The north immediately denounced the documents as forgeries filled with mistakes, including incorrect titles for officials, wrong names for northern institutions, fake letterheads, and the use of names of officials who'd retired or died.

Independent experts with access to the documents concur. One Western official in Sudan, who could not be named because of the sensitivity of the matter, described them as "100 percent forgeries."

If allegations of forgery are true, the release of the documents would be a particularly puzzling case of poor judgment for an embattled leadership that can ill afford to lose its credibility with the United States and the West, key allies whose backing derives largely from moral outrage at atrocities committed by the north during the war.

The Bush administration brokered the 2005 ceasefire agreement that led to the south's vote for independence, and it was international diplomacy that pressured the northern government under President Omar al-Bashir into accepting the south's secession vote in January, even though it would mean the loss of 80 percent of Sudan's oil.

The two sides still must negotiate a settlement on border disputes and how to divide Sudan's oil industry and national debt. At the urging of the U.S., the African Union and others, southern president Salva Kiir met with Bashir last week and agreed to resume all talks immediately while a committee looks into the contentious documents.

"The relationship between the West and the SPLM in the past was based in part on the perception that southerners were victims," said Jon Temin, Sudan program director at the U.S. Institute of Peace, speaking of the Sudan People's Liberation Movement, the SPLA's political wing. "And now I think that relationship is going to have to be based on something else."

In the meantime, the violence in southern Sudan's Jonglei, Upper Nile and Unity states, where the White Nile River splits Sudan's southern region in two, is taking a heavy toll.

A day of clashes often leaves scores dead — and civilians often fall in the crossfire.

In one incident, more than 200 people, mostly unarmed villagers, died when Athor attacked the barely guarded village of Fangak in February. When the southern army counterattacked weeks later and drove Athor from his base, the civilian toll was also reportedly high.

Since last week, forces loyal to Bapiny Minutuel Wijang, a former warlord who is now a general in the northern army, have clashed heavily with the southern army in Unity state, killing at least 70, and likely many more, according to reports.
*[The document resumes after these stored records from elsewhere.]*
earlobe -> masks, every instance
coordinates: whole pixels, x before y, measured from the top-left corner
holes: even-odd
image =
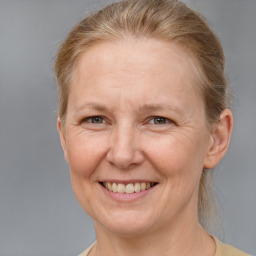
[[[214,168],[227,152],[233,129],[233,115],[229,109],[221,112],[218,123],[214,124],[204,168]]]
[[[61,143],[61,147],[62,147],[63,152],[64,152],[64,157],[65,157],[66,162],[68,163],[66,138],[65,138],[65,133],[63,131],[63,126],[62,126],[60,117],[57,118],[57,130],[59,132],[60,143]]]

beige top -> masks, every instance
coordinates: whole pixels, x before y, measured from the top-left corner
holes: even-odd
[[[229,245],[221,243],[216,237],[213,237],[216,243],[216,253],[215,256],[250,256],[249,254],[240,251],[239,249]],[[94,242],[89,248],[87,248],[79,256],[88,256],[92,247],[96,244]]]

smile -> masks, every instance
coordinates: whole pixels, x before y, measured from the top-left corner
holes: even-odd
[[[154,187],[157,183],[155,182],[136,182],[136,183],[115,183],[115,182],[101,182],[100,183],[107,190],[121,194],[132,194],[139,193],[140,191],[148,190]]]

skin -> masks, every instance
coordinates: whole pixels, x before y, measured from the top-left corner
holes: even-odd
[[[65,130],[57,126],[74,193],[95,222],[90,255],[213,256],[198,223],[198,184],[225,154],[232,125],[226,109],[209,129],[195,66],[175,44],[126,38],[85,52]],[[112,180],[157,185],[125,202],[99,183]]]

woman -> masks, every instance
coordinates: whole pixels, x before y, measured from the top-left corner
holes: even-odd
[[[73,190],[95,223],[82,256],[248,255],[202,227],[233,118],[222,48],[198,13],[109,5],[69,33],[55,73]]]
A series of clashes on the Upper Nile capital of Malakal by a militia commander known simply as Oliny have left more than 100 dead. It was the latest between armed elements of the Shilluk tribe and the government's dominant Dinka ethnic group. Last year, the southern military undertook a brutal disarmament crackdown in Shilluk land, an opposition stronghold. The campaign widely abused civilians, according to Human Rights Watch.
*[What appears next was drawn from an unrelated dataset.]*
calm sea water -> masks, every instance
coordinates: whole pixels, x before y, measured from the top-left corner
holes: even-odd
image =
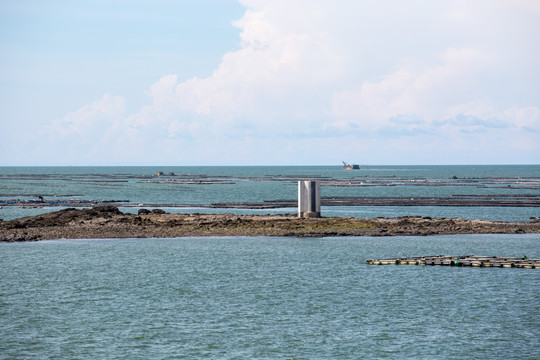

Local grievances enable the easy recruitment of manpower, but observers also fear that a wartime culture where military might equals political bargaining power is encouraging the insurgencies.
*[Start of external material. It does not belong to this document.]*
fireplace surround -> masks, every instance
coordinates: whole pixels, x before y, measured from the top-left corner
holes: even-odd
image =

"In politically volatile times, different actors need to position themselves," says Johan Brosche, a Sudan researcher at Uppsala University in Sweden. "Some elites are willing to take up arms to gain positions within the government or other concessions from it."

The situation could become worse if a broader umbrella movement forms under the leadership of Athor, whose forces remain at large despite being driven from their base in northwestern Jonglei state. Last week, the southern army intercepted another militia commander, David Yauyau, from the Murle tribe, after an alleged liaison mission to Athor's camp. Heavy clashes followed.

(Boswell is a McClatchy special correspondent. His reporting is supported in part with a grant from Humanity United, a California-based foundation supporting human rights.)